Sabe-se que o emprego de «meia dúzia» ou simplesmente meia como sinónimo de seis é característico do português coloquial do Brasil (na comunicação telefónica), até porque já tem registo tanto em dicionários brasileiros como em dicionários elaborados em Portugal:
(1) «[meia é redução de «meia dúzia» e] empregado especialmente. no discurso falado para diferençar o som da palavra seis do da três, como, p.ex., na frase: o prefixo dois-meia-três (263) é dos telefones da zona central do Rio.» (Dicionário Houaiss da Língua Portuguesa, 1.ª edição brasileira, 2001)
(2) «meia3 [mɐ́jɐ]. numeral. (redução de meia dúzia). Brasileirismo. Designação coloquial para o número 6.» (Dicionário da Língua Portuguesa Contemporânea, Academia das Ciências de Lisboa, 2001)
O que é dito no exemplo 2 é ainda facilmente confirmável em dicionários em linha produzidos e mantidos em Portugal como o dicionário de português da Infopédia e no Dicionário Priberam da Língua Portuguesa.

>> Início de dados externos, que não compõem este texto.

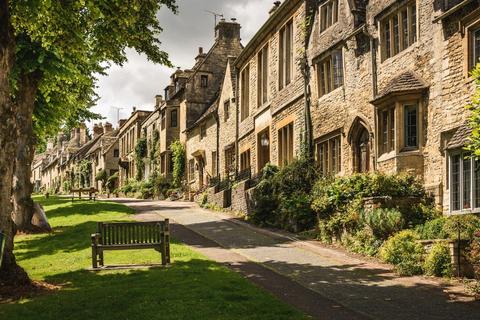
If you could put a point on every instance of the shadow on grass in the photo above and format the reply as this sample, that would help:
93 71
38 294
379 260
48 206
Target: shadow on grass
194 289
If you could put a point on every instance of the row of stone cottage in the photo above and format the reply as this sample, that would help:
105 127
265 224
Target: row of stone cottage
374 85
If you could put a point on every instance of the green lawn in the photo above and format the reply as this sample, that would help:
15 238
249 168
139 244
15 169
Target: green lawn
193 287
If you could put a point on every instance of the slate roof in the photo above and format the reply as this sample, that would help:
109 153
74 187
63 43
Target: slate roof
460 137
405 82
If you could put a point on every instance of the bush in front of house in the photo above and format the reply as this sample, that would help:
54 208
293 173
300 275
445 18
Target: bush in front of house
438 261
404 252
383 222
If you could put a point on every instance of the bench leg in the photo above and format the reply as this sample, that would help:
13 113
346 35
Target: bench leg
94 257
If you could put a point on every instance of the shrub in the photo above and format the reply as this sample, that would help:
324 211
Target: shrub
294 213
383 222
433 229
467 224
364 242
438 261
403 251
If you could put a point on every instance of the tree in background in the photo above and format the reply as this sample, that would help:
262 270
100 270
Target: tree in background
50 51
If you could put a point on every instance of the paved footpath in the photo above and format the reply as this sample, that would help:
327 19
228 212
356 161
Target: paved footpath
341 285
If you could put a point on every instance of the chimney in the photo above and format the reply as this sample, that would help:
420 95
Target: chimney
158 101
97 130
276 5
227 30
107 127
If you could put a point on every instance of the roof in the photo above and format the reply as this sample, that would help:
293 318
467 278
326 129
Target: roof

Diga-se, no entanto, que meia não constitui uso do português de Portugal, país onde se distingue bem seis de três1. É também possível que vários falantes, provavelmente mais idosos, achem estranho que meia ocorra com o significado em apreço, situação que poderá ser ultrapassada com o recurso à palavra seis. Entrando já em juízos éticos, é claro que são sempre de reprovar reações verbais agressivas, que relevam de atitudes intolerantes ou até xenófobas, como a que parece ter sido a descrita na pergunta.
Em suma, em Portugal, muitas pessoas compreenderão o que um cidadão brasileiro quer dizer com meia (dúzia) em lugar de seis. Para evitar equívocos, também é possível a qualquer falante de português adotar certos usos de uma variedade não materna. Assim como um brasileiro residente em Portugal pode achar preferível utilizar sistematicamente seis, quando fala com portugueses, também acontecerá certamente que um português a viver no Brasil se sinta levado a dizer meia em lugar de seis, num processo de adaptação à cultura local.
1 Do ponto de vista da descrição dialetal, no Brasil, observa-se a tendência para ditongar as vogais seguidas de -s ou -z em sílabas finais tónicas. Por exemplo, rapaz pode soar "rapais"; e três é pronunciado como "treis", exibindo o mesmo ditongo que se ouve em seis. Este fenómeno fonético está descrito por gramáticos brasileiros, como é o caso de Evanildo Bechara, que, na sua Moderna Gramática Portuguesa (Rio de Janeiro, Editora Lucerna, 2002, pág. 78), deixa esta observação: «Normalmente ditongamos, pelo acréscimo de um i, as vogais tônicas seguidas de -z ou -s. Assim não fazemos diferença entre pás, paz e pais; más e mais; rapaz e jamais; vãs e mães. Os poetas brasileiros nos dão bons exemplos destas ditongações.» Sobre a descrição deste tipo de ditongação e do seu enquadramento dialetal, ver Dermeval da Hora e Maria de Fátima S. Aquino, "Da fala para a leitura: análise variacionista", Alfa: revista de linguística (São José Rio Preto) vol.56 no.3 São Paulo 2012.